Balancing act

MU professor wants to make it easier
for women in academia to find support
Monday, September 20, 2004 | 12:00 a.m. CDT; updated 3:56 p.m. CDT, Wednesday, July 16, 2008

In many ways, Jacquelyn Litt is a continual living subject of her own research.

Litt, who mainly studies motherhood, is the new director of MU’s Women’s and Gender Studies Program, an associate professor of sociology and women’s studies, a wife and a parent.

“One of my most recent projects looks at balancing family and motherhood with an academic career,” Litt said.

Despite the fact that Litt has only begun to move into the director’s office on Switzler Hall’s third floor, it already had the look of a busy professor’s domain. Litt’s research on mothers in academia revealed what she already knew: It’s difficult to balance work demands with family responsibilities. With her research, Litt wants to find ways for colleges and universities to make it easier for professors to care for family members and achieve academically.

“Kids tend to be invisible in our world,” Litt said, shaking her head.

To combat that trend in her own discipline, Litt hopes to provide child care for students and professors at Women’s and Gender Studies Program events. She also wants to establish strong relationships with the multicultural centers on campus and attract a diverse group of students.

“As a researcher, I’m very interested in interdisciplinary approaches. I like collaborating with different people and different departments,” she said.

It is this quality, said her husband, Jim McGlew, that will make her a success.

“Jackie is extraordinarily good as a community builder,” he said.

An associate professor of classical studies, McGlew is familiar with the problems facing small departments, but said that MU seems to provide good support to its smaller programs.

That is good news for Litt because her most ambitious plan for the program is to help the faculty turn the program into a department.

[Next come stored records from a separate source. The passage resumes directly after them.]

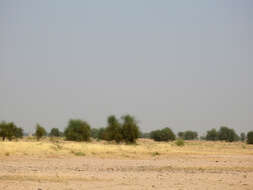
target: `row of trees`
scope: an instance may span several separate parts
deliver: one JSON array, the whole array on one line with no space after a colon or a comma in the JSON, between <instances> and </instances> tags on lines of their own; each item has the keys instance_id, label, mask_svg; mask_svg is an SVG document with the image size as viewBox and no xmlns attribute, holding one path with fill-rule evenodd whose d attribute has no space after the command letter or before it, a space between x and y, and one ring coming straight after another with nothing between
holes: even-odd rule
<instances>
[{"instance_id":1,"label":"row of trees","mask_svg":"<svg viewBox=\"0 0 253 190\"><path fill-rule=\"evenodd\" d=\"M173 141L176 139L176 135L170 128L164 128L161 130L151 131L150 133L142 134L143 138L151 138L155 141ZM198 133L195 131L185 131L179 132L177 135L178 138L184 140L194 140L198 139ZM253 144L253 131L248 132L247 137L245 133L241 133L240 137L236 134L234 129L228 127L220 127L219 130L211 129L207 131L206 136L200 137L202 140L208 141L245 141L247 139L247 143Z\"/></svg>"},{"instance_id":2,"label":"row of trees","mask_svg":"<svg viewBox=\"0 0 253 190\"><path fill-rule=\"evenodd\" d=\"M91 129L89 124L81 120L70 120L64 131L67 140L88 141L90 136L100 140L120 143L134 143L140 136L137 121L133 116L125 115L118 120L114 115L107 119L107 127Z\"/></svg>"},{"instance_id":3,"label":"row of trees","mask_svg":"<svg viewBox=\"0 0 253 190\"><path fill-rule=\"evenodd\" d=\"M6 137L9 140L12 140L14 137L23 137L23 130L13 126L15 126L14 123L1 123L0 136L3 137L3 140L5 140ZM20 135L18 133L20 132L19 129L21 129ZM90 137L93 137L99 140L115 141L117 143L135 143L136 139L140 137L140 130L137 125L137 121L133 116L124 115L119 120L114 115L111 115L107 119L107 127L100 129L91 129L90 125L86 121L71 119L69 120L68 126L65 128L64 132L61 132L57 128L52 128L48 134L44 127L37 124L34 133L37 140L40 140L46 135L50 137L64 136L66 140L70 141L89 141Z\"/></svg>"},{"instance_id":4,"label":"row of trees","mask_svg":"<svg viewBox=\"0 0 253 190\"><path fill-rule=\"evenodd\" d=\"M111 115L107 119L107 126L99 129L91 128L85 121L71 119L64 132L61 132L58 128L52 128L49 134L44 127L37 124L34 133L37 140L46 135L51 137L65 137L66 140L71 141L89 141L90 137L92 137L98 140L115 141L116 143L135 143L139 137L151 138L155 141L173 141L176 139L175 133L170 128L154 130L150 133L141 133L137 121L130 115L124 115L120 119ZM23 129L17 127L13 122L1 122L0 137L2 137L3 141L6 138L10 141L13 138L22 138ZM177 137L184 140L194 140L198 139L198 133L195 131L184 131L179 132ZM241 133L239 137L233 129L220 127L219 130L211 129L207 131L206 136L201 137L201 139L227 142L247 140L247 143L253 144L253 131L248 132L247 136L245 133Z\"/></svg>"},{"instance_id":5,"label":"row of trees","mask_svg":"<svg viewBox=\"0 0 253 190\"><path fill-rule=\"evenodd\" d=\"M216 129L211 129L210 131L207 131L207 135L204 139L210 140L210 141L227 141L227 142L233 142L233 141L239 141L245 140L245 133L241 133L241 138L236 134L234 129L230 129L228 127L220 127L220 129L217 131Z\"/></svg>"},{"instance_id":6,"label":"row of trees","mask_svg":"<svg viewBox=\"0 0 253 190\"><path fill-rule=\"evenodd\" d=\"M198 133L196 131L179 132L178 137L184 140L194 140L198 139Z\"/></svg>"},{"instance_id":7,"label":"row of trees","mask_svg":"<svg viewBox=\"0 0 253 190\"><path fill-rule=\"evenodd\" d=\"M248 134L251 134L250 132ZM144 133L142 135L143 138L151 138L155 141L170 141L175 140L176 135L170 128L164 128L161 130L151 131L150 133ZM198 139L198 133L196 131L184 131L179 132L177 137L184 140L194 140ZM248 135L249 138L249 135ZM245 133L241 133L240 137L236 134L236 132L228 127L220 127L219 130L211 129L207 131L206 136L200 137L202 140L210 140L210 141L245 141L246 135Z\"/></svg>"}]
</instances>

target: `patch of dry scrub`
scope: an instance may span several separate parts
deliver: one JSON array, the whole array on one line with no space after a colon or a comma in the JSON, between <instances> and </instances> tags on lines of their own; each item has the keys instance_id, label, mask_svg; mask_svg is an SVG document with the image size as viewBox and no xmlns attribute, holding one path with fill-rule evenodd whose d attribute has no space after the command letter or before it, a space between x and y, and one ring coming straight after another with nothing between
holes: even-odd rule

This would mean a greater depth of courses for undergraduates and more research opportunities for graduate students.

Litt hopes to develop a proposal by the end of this academic year to turn the program into a department.

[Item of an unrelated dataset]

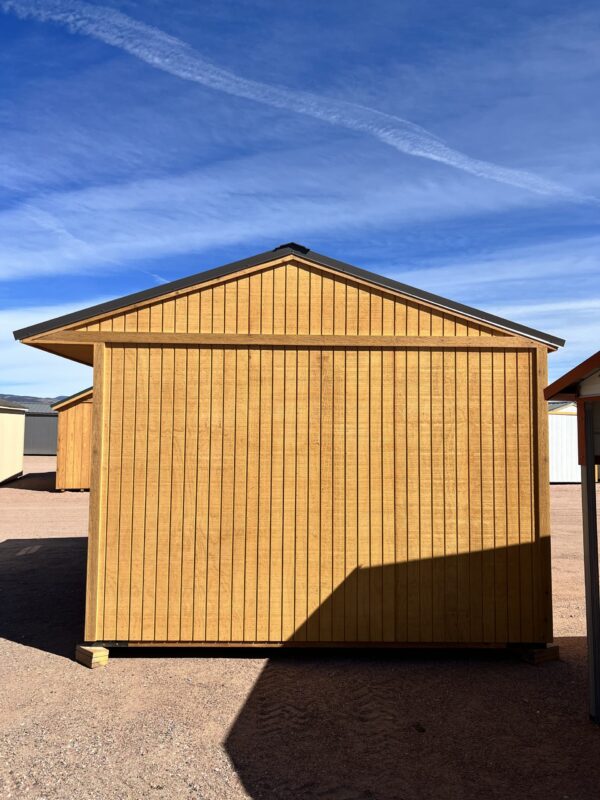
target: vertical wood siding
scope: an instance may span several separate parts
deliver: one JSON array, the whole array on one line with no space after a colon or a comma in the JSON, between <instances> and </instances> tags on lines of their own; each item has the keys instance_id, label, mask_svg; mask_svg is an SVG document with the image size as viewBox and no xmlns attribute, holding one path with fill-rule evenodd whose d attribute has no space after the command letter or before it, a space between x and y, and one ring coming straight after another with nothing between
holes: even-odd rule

“Good, strong women’s and gender studies programs are moving to departments. This would reflect the maturity of women’s studies as an academic field,” Litt said.

Litt’s last position was interim director of the women’s studies program at Iowa State University. She was drawn to an administrative position in women’s studies because of the prospect of working with others who are passionate about this field.

Every Tuesday morning, Litt hosts a coffee hour in the program’s conference room. This Tuesday, she discussed a potential new internship opportunity with Shelda Eggers, the administrative assistant for the program, and Kendra Yoder.

Yoder is a doctoral student in sociology and one of 16 graduate minors in women’s and gender studies. Two women’s and gender studies students have completed internships in the last two years, both with groups that lobbied in the Missouri General Assembly, Eggers said.

One of Litt’s goals for the program is to offer more internships for undergraduate students.

The search committee assigned the task of reviewing candidates for the director’s position had this kind of academic growth for the program in mind.

Committee members were also looking for a creative administrative vision, said Catherine Holland, co-chairwoman of the search committee.

“Jackie helped us think about ways to expand the program,” said Holland, an associate professor of political science and women’s and gender studies.

“First and foremost, we were looking for a top-flight scholar,” she said. “In Jackie, we found that.”